The House of Hungarian Music is also the vision of a 21st-century museum, highly integrated into the environment by all means. Ecologically friendly as well as aesthetically, fitting carefully to the landscape and the soul of the park, this vision of the 21st century put the emphasis on the act of meeting and sharing, regardless of the reasons that brought people to this place: to study, listen, perform, play or work, everyone has a place to teach and to learn. The project, by its architectural qualities, and by letting the environment penetrate its heart, becomes a symbol of today’s open borders, physical or electronic freedom of traveling and communicating all around the world.
We were astonished by the abundance of trees in the City Park where the museum is located. They gather to create a continuous and dense forest, sometimes drawn away from each other to open up and let people see the sky. A piece of nature filled with age and history, yet with a subtle semblance of wildness, varying along the seasons. We were inspired by the room shaped by the trees, and how their dense and generous foliage covers and protects, letting, sometimes, sun rays reach the ground.

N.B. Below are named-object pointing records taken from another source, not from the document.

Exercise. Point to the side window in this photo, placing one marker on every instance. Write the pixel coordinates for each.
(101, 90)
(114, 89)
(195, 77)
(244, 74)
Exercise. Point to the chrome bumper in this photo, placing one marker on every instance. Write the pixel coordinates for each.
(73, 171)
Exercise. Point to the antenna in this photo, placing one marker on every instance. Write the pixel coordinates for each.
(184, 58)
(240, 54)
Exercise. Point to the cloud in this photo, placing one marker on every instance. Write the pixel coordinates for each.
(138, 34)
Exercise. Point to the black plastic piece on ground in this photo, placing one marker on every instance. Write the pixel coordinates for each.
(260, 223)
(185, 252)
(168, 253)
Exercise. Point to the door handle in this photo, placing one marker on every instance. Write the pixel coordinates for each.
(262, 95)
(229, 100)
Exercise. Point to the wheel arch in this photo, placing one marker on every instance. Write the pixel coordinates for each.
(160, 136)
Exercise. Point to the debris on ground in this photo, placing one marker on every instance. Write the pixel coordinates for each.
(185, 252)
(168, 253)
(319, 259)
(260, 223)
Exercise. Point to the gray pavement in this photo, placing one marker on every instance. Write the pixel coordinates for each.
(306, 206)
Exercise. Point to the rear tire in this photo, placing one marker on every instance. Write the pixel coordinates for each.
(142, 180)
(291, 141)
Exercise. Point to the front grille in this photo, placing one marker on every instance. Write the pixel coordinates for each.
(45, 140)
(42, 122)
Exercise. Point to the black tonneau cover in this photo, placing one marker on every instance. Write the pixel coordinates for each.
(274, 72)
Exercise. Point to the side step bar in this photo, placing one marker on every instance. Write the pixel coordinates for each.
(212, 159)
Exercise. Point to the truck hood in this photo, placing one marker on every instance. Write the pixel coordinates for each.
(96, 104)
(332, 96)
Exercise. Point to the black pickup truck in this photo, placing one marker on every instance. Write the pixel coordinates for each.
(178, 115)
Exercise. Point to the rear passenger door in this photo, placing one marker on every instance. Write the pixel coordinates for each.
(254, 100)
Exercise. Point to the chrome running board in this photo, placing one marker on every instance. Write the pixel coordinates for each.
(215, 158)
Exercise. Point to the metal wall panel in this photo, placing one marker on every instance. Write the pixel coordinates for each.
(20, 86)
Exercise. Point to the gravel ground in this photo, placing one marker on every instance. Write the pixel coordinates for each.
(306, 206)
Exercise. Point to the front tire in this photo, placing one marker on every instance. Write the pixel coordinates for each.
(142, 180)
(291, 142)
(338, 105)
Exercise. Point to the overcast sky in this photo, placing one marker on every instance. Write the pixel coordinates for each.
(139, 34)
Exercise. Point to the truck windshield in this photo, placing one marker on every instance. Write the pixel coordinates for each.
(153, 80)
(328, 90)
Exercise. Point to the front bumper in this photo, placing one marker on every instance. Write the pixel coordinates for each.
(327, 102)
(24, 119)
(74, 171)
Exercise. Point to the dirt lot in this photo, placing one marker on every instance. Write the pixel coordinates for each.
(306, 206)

Our project finds its shape naturally among the trees’ crowns. Its circular volume levitates gently, turned to every direction, freeing out the ground floor to welcome people from all around, while its perforations let the natural light through, just like the sun rays breaching between the leaves of a forest.
Activities such as concerts or various events take place under the floating volume, for everyone to see and listen, attracting large crowds to meet and share music. This open ground floor, where limits between inside and outside are fading away, is thought of as the continuity of the landscape whose green areas radiate away, as the waves of sound. A visitor wanders freely among the museum, between the trees, along the curves of the walls, up and down the large spiral staircase, cradled around by the vibrations of the spaces, and by the soft variations of the sunlight. Surprising encounters punctuate one’s route, just as the unexpected notes of a melody, following an uninterrupted movement, up, down, around, inside, outside, the same flow binding softly together museum, park, people, and music, making the visitor experience unique.